I sometimes get very confused and upset when I am in pain. I am told to pray. Well, I meditate and pray daily. I am told to praise God. I try to live by what Matthew writes in chapter 5, verse 16. I live my life doing what I can to reflect on the glory of God. But I still suffer in pain. There are two things that I truly believe: suffering is not the last word in my life, and, for God, all things are possible.
Do not get me wrong; I rarely ask God to lift my pain. There too many people suffering more than me, and whom I pray for God to comfort. This praying for others helps me cope with my difficulties. This is one way God eases my pain. And yet, there are times that I do complain to God; never as critically as Job does. I think I complain because when I am in pain, I feel like I am lost in the wilderness.
Then I remember that Jesus fasted for forty days in the wilderness, and I immediately find relief from this feeling.
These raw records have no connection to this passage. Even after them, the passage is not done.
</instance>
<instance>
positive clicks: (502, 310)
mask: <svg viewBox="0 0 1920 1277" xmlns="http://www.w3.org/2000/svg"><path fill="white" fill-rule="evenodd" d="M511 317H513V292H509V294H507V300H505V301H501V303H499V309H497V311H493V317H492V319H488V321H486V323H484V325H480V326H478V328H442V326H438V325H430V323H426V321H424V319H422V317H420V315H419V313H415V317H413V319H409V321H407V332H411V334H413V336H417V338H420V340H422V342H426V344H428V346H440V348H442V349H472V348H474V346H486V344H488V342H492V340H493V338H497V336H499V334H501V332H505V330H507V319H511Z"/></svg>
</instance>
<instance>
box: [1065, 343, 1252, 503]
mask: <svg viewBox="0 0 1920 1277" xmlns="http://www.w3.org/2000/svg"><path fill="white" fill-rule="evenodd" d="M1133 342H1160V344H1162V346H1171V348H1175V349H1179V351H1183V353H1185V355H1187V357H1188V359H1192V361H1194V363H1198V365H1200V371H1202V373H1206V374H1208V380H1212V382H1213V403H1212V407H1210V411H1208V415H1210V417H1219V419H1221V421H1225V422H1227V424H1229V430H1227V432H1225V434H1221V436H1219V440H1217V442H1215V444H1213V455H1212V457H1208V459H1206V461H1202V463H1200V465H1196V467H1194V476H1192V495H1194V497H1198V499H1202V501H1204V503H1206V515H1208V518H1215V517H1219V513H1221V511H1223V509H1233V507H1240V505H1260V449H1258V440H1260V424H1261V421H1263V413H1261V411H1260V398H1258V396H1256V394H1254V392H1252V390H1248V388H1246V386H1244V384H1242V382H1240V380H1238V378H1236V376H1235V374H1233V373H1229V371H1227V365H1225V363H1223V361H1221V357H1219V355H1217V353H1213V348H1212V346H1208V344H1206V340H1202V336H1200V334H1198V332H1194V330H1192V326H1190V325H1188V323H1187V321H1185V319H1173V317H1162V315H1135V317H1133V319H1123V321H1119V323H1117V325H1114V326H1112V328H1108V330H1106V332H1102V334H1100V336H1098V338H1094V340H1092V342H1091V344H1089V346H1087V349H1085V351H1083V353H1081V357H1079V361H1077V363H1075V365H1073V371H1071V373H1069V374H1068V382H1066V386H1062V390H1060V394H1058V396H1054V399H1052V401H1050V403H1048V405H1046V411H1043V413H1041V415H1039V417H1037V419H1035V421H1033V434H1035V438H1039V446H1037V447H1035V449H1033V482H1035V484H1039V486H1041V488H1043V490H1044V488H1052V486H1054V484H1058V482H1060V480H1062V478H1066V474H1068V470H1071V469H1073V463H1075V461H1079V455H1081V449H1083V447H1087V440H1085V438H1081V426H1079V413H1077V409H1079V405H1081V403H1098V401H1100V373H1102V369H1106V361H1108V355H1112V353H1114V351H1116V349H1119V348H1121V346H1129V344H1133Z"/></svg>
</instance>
I never feel that my pain is sanctioned by God; He does not give me my pain, He comforts me when I need it. My loving wife and daughter both tell me that pain is not what stops me from doing things. It is the fear of pain that does. Mt prayers for God is to give me the courage to continue, to not give up.
My thoughts and actions are all aimed at making life pleasant for others; I do not anger at a person’s self-centeredness. I pray that God eases them of him of his burdens so he may be happy as me. I pray to comfort others, and as long as God allows me to do this, I am happy, pain or no pain.
I praise our Lord for all the good things in my life. And they are plentiful.